McKenzie theory: This theory is known by the seven factors module in application of strategy. These
factors are: strategy, organizational structure, systems, method, management (leaders), skills and common
values (organizational culture). Application of strategy can be successful if the module factors are in
harmony with strategy" or at least supporting it". Accordingly, if a problem appeared during application
course, this means there is a lack of harmony between strategy and one of the module's factors.

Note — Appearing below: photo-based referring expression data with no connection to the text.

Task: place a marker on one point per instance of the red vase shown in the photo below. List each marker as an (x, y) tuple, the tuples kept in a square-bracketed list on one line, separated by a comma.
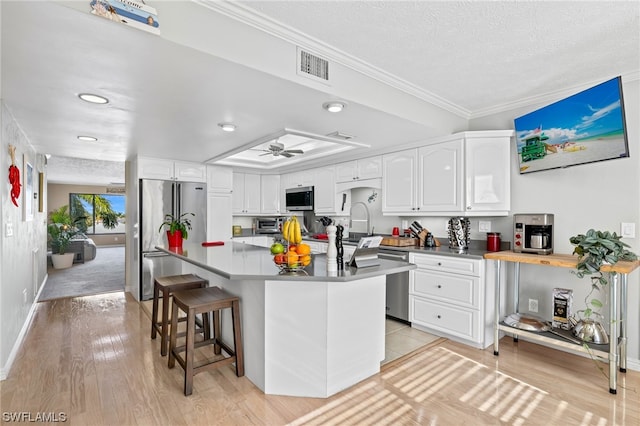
[(175, 239)]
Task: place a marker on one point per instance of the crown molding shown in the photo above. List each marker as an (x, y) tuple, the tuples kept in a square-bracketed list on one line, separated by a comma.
[(274, 28), (550, 97)]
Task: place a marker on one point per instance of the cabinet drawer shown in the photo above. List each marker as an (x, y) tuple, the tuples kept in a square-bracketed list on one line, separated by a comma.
[(460, 289), (447, 264), (458, 322)]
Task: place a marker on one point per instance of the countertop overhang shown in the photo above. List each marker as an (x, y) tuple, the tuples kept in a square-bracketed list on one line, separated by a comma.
[(238, 261)]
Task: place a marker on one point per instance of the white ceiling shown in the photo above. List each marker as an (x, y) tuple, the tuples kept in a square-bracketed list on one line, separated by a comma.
[(166, 98)]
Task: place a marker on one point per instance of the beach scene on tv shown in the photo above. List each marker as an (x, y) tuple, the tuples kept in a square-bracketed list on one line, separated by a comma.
[(583, 128)]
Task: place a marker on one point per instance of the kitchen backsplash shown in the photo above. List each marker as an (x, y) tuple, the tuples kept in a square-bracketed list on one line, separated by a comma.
[(381, 224)]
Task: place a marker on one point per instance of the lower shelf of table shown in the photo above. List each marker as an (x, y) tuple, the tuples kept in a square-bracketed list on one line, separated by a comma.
[(600, 351)]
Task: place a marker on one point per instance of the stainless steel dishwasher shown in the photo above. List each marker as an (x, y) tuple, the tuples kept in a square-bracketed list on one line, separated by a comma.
[(397, 286)]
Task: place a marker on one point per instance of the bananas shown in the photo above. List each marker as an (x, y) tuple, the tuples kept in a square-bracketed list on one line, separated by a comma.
[(291, 230)]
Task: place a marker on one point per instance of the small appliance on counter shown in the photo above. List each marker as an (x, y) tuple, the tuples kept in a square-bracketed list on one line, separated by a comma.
[(268, 225), (459, 233), (533, 233)]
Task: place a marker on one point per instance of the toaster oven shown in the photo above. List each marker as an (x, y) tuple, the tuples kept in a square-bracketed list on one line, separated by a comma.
[(269, 225), (533, 233)]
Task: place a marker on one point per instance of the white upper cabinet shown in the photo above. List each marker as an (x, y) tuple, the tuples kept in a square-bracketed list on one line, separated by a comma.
[(219, 178), (270, 194), (157, 168), (298, 179), (327, 201), (488, 176), (440, 177), (366, 168), (467, 175), (219, 217), (399, 182), (246, 194)]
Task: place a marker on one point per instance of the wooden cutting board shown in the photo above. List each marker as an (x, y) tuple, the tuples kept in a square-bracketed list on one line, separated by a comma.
[(399, 241)]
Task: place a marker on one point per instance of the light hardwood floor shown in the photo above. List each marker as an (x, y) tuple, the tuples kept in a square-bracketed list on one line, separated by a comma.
[(92, 359)]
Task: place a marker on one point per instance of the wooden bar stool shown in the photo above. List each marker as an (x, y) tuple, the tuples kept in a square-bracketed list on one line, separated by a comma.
[(167, 286), (202, 301)]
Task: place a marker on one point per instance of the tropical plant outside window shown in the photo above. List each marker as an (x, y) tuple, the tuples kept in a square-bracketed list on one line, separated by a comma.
[(104, 213)]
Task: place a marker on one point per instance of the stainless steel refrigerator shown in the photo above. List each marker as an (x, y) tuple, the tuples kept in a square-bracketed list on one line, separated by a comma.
[(157, 198)]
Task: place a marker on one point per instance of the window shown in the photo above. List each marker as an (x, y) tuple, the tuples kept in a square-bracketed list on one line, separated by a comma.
[(102, 213)]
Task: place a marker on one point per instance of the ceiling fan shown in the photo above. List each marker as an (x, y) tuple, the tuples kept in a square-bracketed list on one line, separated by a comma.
[(277, 149)]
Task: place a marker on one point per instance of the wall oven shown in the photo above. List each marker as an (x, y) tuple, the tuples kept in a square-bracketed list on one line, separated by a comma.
[(299, 199)]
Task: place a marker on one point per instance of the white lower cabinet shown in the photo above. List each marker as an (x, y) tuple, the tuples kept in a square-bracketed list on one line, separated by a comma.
[(451, 297), (257, 240)]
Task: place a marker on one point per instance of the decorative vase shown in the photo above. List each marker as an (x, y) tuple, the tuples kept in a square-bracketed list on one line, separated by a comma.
[(175, 239), (62, 261), (332, 251)]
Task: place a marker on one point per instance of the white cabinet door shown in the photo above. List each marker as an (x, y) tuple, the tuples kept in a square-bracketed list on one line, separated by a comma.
[(488, 176), (270, 194), (297, 179), (219, 178), (155, 168), (365, 168), (252, 193), (326, 200), (399, 182), (219, 216), (440, 177), (246, 193), (346, 172), (238, 193), (369, 168), (189, 172)]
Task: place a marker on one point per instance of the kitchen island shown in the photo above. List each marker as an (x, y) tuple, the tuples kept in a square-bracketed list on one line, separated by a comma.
[(311, 333)]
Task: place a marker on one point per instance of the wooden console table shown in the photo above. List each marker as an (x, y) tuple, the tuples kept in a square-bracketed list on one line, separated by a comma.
[(616, 351)]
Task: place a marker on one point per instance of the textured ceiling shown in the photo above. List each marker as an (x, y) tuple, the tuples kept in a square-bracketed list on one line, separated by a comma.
[(167, 94), (478, 55)]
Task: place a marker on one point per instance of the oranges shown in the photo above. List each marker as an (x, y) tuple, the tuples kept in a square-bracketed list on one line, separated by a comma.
[(297, 255), (303, 249)]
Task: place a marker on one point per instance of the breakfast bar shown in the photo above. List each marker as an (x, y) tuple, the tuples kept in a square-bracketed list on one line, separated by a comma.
[(310, 333)]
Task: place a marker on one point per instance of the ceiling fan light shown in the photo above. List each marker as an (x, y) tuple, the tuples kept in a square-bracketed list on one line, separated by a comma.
[(227, 127), (94, 99), (334, 106)]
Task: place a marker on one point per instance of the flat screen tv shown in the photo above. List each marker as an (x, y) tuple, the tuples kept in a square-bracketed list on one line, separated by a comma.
[(583, 128)]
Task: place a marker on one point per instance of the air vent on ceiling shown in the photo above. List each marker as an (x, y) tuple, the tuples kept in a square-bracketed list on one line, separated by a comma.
[(310, 65), (340, 135)]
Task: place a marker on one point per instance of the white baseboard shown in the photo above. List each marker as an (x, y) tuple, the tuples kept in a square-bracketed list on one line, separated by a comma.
[(633, 364), (4, 371)]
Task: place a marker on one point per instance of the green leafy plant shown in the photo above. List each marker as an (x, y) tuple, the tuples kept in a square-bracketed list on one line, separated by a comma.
[(181, 223), (61, 229), (594, 249)]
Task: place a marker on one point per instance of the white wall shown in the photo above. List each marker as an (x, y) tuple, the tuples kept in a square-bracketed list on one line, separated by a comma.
[(598, 195), (21, 272)]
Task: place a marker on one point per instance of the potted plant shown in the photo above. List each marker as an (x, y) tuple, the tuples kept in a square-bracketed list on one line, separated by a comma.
[(594, 249), (178, 228), (61, 230)]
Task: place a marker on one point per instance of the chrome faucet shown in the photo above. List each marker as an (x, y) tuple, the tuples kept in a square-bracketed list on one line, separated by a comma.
[(367, 220)]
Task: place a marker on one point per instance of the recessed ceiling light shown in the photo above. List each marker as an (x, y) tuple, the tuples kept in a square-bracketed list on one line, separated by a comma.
[(334, 106), (227, 127), (94, 99)]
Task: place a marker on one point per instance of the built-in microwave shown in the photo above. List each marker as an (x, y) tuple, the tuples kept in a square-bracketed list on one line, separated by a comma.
[(299, 199)]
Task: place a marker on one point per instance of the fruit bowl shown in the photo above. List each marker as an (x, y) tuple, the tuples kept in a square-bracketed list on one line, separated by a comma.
[(292, 261)]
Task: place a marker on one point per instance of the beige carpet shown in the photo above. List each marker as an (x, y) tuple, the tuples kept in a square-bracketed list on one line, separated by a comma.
[(104, 274)]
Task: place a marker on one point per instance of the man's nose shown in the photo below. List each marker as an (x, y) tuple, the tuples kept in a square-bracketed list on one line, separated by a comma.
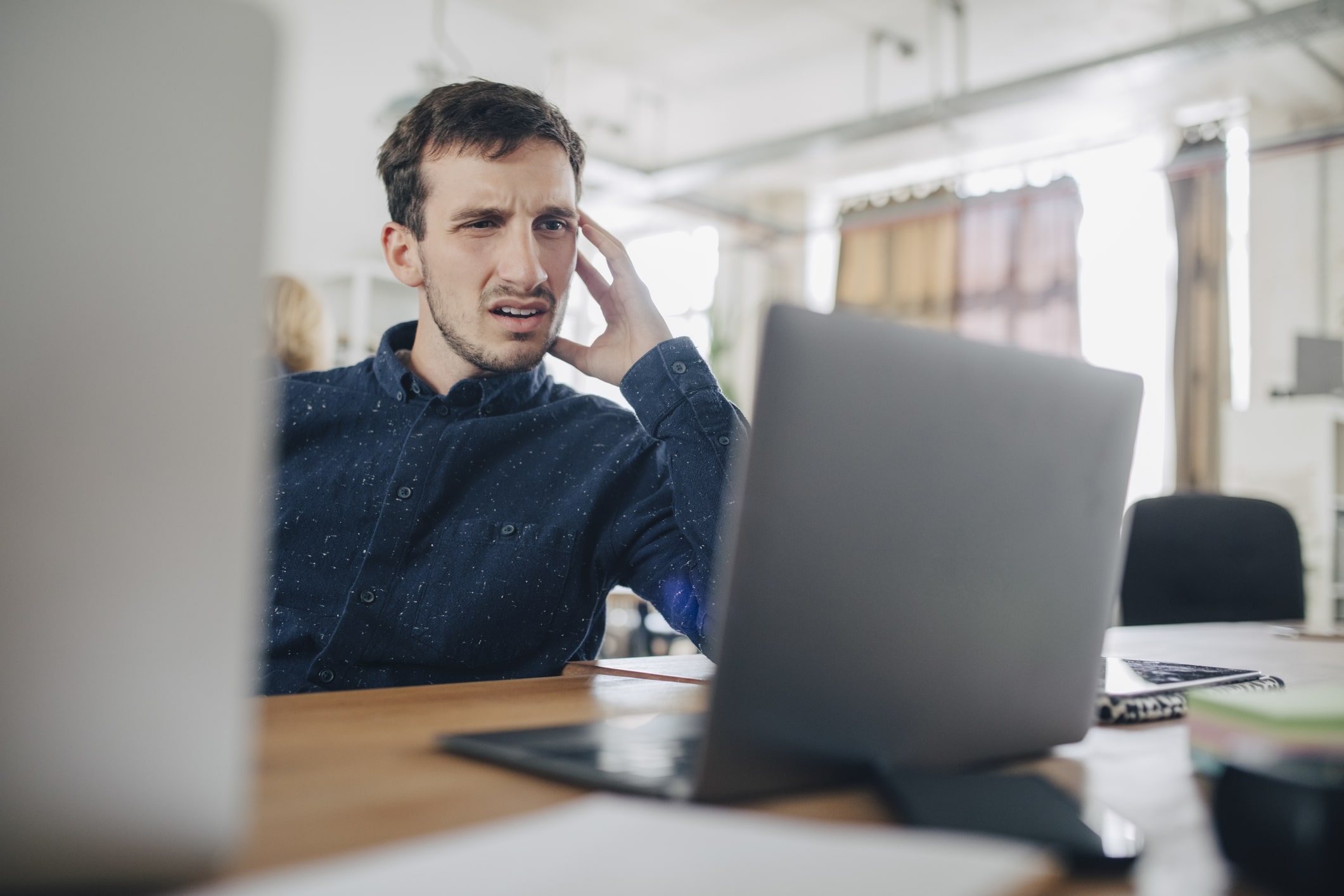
[(520, 264)]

Distribution and allocation of resources: When resources are allocated, linking them with targeted
aims should be considered according to the priority of each aim and within general governing policy. If
allocation was performed improperly, implementing of remedy procedure would be difficult; as
allocation and distribution of resources on different fields will result on losing all or part of them and it
would be difficult to recover them. The following considerations shall be observed in allocation process:
Maintaining and protecting of rare resources - Observing of financial standards in short term - Proper
organizational building - Accuracy in recognizing requirements of each administration and timing of
such requirement.

Problems encountered during evaluation of strategy efficiency


 Increasing of change rate
 hard competition
 globalization of management in terms of thinking and application
 Technological changes
 Changing of work force nature
 Deficiency and rarity of available resources.
 Conversion from industrial approach into social approach.
 Complexity of strategic management environment.